Panayiotopoulos syndrome: a benign childhood autonomic epilepsy frequently imitating encephalitis, syncope, migraine, sleep disorder, or gastroenteritis.Pediatrics. 2006 Oct; 118(4):e1237-43.Ped
Panayiotopoulos syndrome is a common idiopathic childhood-specific seizure disorder formally recognized by the International League Against Epilepsy. An expert consensus has defined Panayiotopoulos syndrome as "a benign age-related focal seizure disorder occurring in early and mid-childhood. It is characterized by seizures, often prolonged, with predominantly autonomic symptoms, and by an EEG [electroencephalogram] that shows shifting and/or multiple foci, often with occipital predominance."
The purpose of this review is to provide guidance for appropriate diagnosis and management of Panayiotopoulos syndrome.
Autonomic epileptic seizures and autonomic status epilepticus are the cardinal manifestations of Panayiotopoulos syndrome. Autonomic seizures in Panayiotopoulos syndrome consist of episodes of disturbed autonomic function with emesis as the predominant symptom. Other autonomic manifestations include pallor (or, less often, flushing or cyanosis), mydriasis (or, less often, miosis), cardiorespiratory and thermoregulatory alterations, incontinence of urine and/or feces, hypersalivation, and modifications of intestinal motility. In approximately one fifth of the seizures the child becomes unresponsive and flaccid (ictal syncope) before or often without convulsions. Cardiorespiratory arrest is exceptional. More-conventional seizure symptoms often appear after the onset of autonomic manifestations. The child, who was initially fully conscious, becomes confused and unresponsive. Eyes turn to one side or gaze widely open. Only half of the seizures end with brief hemiconvulsions or generalized convulsions. Convulsive status epilepticus is extremely rare. Autonomic symptoms may be the only features of the seizures. Half of the seizures in Panayiotopoulos syndrome last for >30 minutes, thus constituting autonomic status epilepticus, which is the more common nonconvulsive status epilepticus in normal children. Two thirds of seizures occur during sleep.
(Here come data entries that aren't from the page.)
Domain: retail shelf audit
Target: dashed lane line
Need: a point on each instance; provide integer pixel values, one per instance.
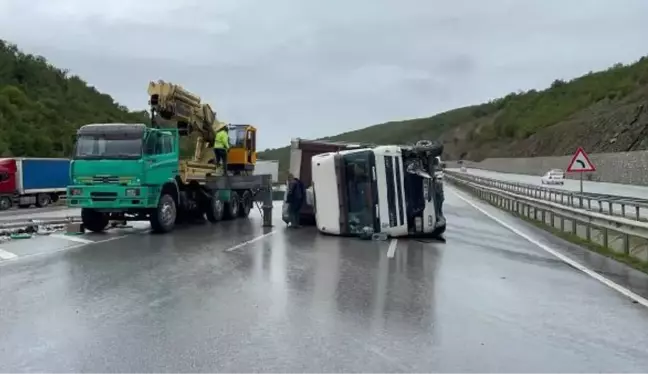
(6, 255)
(71, 238)
(260, 237)
(392, 248)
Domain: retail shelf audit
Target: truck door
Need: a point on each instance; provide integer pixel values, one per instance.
(161, 159)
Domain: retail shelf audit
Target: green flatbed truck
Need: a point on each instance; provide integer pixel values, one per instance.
(133, 172)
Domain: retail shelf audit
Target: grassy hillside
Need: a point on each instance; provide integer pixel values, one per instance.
(605, 111)
(42, 106)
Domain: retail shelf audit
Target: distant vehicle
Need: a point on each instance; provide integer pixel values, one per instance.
(28, 181)
(554, 176)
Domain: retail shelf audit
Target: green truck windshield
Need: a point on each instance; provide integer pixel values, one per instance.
(99, 147)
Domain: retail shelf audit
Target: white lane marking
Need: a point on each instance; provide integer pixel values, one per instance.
(392, 248)
(250, 241)
(71, 238)
(617, 287)
(6, 255)
(71, 247)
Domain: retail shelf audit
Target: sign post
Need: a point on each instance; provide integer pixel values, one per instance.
(580, 163)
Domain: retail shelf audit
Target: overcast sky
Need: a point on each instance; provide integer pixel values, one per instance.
(313, 68)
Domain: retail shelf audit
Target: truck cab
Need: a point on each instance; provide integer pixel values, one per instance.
(122, 169)
(382, 189)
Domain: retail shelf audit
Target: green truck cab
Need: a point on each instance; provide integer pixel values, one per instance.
(132, 172)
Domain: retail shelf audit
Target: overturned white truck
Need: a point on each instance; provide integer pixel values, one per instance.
(358, 188)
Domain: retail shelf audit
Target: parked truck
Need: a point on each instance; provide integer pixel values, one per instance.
(356, 188)
(28, 181)
(126, 172)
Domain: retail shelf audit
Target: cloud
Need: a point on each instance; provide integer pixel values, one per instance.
(316, 68)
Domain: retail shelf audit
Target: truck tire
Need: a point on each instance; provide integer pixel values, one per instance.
(435, 148)
(93, 220)
(233, 206)
(43, 200)
(246, 204)
(164, 215)
(216, 209)
(5, 203)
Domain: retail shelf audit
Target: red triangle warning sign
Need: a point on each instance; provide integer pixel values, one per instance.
(580, 162)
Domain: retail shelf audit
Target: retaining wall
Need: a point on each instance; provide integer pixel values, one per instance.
(626, 168)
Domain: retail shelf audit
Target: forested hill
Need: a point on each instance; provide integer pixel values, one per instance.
(41, 106)
(605, 111)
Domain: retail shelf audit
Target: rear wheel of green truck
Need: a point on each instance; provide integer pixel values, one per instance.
(246, 204)
(43, 200)
(164, 216)
(233, 206)
(216, 209)
(93, 220)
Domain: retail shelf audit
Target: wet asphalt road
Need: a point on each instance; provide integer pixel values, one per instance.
(487, 301)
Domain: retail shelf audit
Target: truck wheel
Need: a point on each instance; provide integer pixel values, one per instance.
(43, 200)
(163, 217)
(215, 210)
(246, 204)
(93, 220)
(232, 206)
(5, 203)
(435, 148)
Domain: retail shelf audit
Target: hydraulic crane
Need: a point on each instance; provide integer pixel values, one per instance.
(172, 105)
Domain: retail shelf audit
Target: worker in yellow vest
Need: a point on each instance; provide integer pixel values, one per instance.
(221, 146)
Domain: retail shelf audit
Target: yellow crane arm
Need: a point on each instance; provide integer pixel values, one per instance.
(174, 104)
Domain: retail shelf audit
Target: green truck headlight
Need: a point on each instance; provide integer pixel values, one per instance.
(132, 192)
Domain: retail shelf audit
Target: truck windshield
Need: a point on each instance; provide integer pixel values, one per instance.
(99, 147)
(360, 191)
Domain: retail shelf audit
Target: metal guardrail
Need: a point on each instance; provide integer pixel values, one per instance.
(620, 234)
(613, 205)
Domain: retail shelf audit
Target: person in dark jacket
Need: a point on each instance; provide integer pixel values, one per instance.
(296, 197)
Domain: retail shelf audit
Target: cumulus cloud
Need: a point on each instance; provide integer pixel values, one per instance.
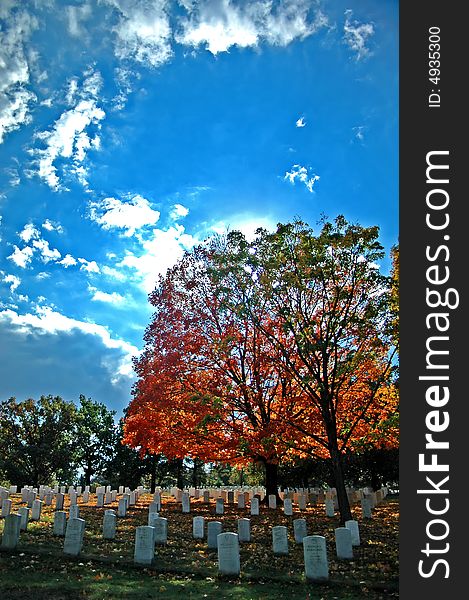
(159, 253)
(301, 174)
(47, 322)
(76, 16)
(130, 214)
(178, 211)
(21, 257)
(247, 224)
(143, 31)
(110, 298)
(16, 27)
(13, 280)
(73, 134)
(221, 24)
(356, 35)
(52, 226)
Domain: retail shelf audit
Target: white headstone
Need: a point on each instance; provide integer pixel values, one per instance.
(219, 507)
(255, 506)
(59, 501)
(228, 554)
(288, 507)
(109, 525)
(160, 525)
(353, 526)
(24, 514)
(343, 543)
(6, 507)
(366, 507)
(74, 536)
(214, 528)
(315, 557)
(144, 545)
(31, 497)
(244, 530)
(280, 539)
(11, 531)
(122, 507)
(36, 510)
(329, 504)
(60, 522)
(198, 526)
(299, 530)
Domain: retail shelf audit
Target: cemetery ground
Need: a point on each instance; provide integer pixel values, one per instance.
(104, 570)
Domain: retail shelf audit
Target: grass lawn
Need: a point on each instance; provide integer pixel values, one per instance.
(185, 567)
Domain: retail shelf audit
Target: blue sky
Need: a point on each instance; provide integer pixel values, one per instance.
(131, 130)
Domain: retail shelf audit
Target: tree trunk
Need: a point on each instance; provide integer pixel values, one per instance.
(339, 484)
(153, 473)
(271, 481)
(179, 473)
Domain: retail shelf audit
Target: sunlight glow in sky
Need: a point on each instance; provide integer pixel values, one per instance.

Panayiotopoulos syndrome probably affects 13% of children aged 3 to 6 years who have had 1 or more afebrile seizures and 6% of such children in the 1- to 15-year age group.
An electroencephalogram is the only investigation with abnormal results, usually showing multiple spikes in various brain locations.
Panayiotopoulos syndrome is probably the early-onset and Rolandic epilepsy the late-onset phenotype of a maturation-related benign childhood seizure-susceptibility syndrome. Ictal epileptic discharges in Panayiotopoulos syndrome, irrespective of their location at onset, activate autonomic disturbances and emesis, to which children are particularly vulnerable. The symptoms/sequence of autonomic seizures and autonomic status epilepticus in Panayiotopoulos syndrome are specific to childhood, and they do not occur in adults.
Panayiotopoulos syndrome is remarkably benign in terms of seizure frequency and evolution. Autonomic status epilepticus imparts no residual neurologic deficit. The risk of epilepsy in adult life seems to be no higher than in the general population. However, autonomic seizures are potentially life-threatening in the rare context of cardiorespiratory arrest, an area in which additional study is required. MISDIAGNOSIS: The clinical features of Panayiotopoulos syndrome are frequently mistaken as nonepileptic conditions such as acute encephalitis, syncope, migraine, cyclic vomiting syndrome, motion sickness, sleep disorder, or gastroenteritis. The consequence is avoidable misdiagnosis, high morbidity, and costly mismanagement.
Education about Panayiotopoulos syndrome is the cornerstone of management. Prophylactic treatment with antiepileptic medication may not be needed for most patients. Autonomic status epilepticus in the acute stage needs thorough evaluation; aggressive treatment may cause iatrogenic complications including cardiorespiratory arrest.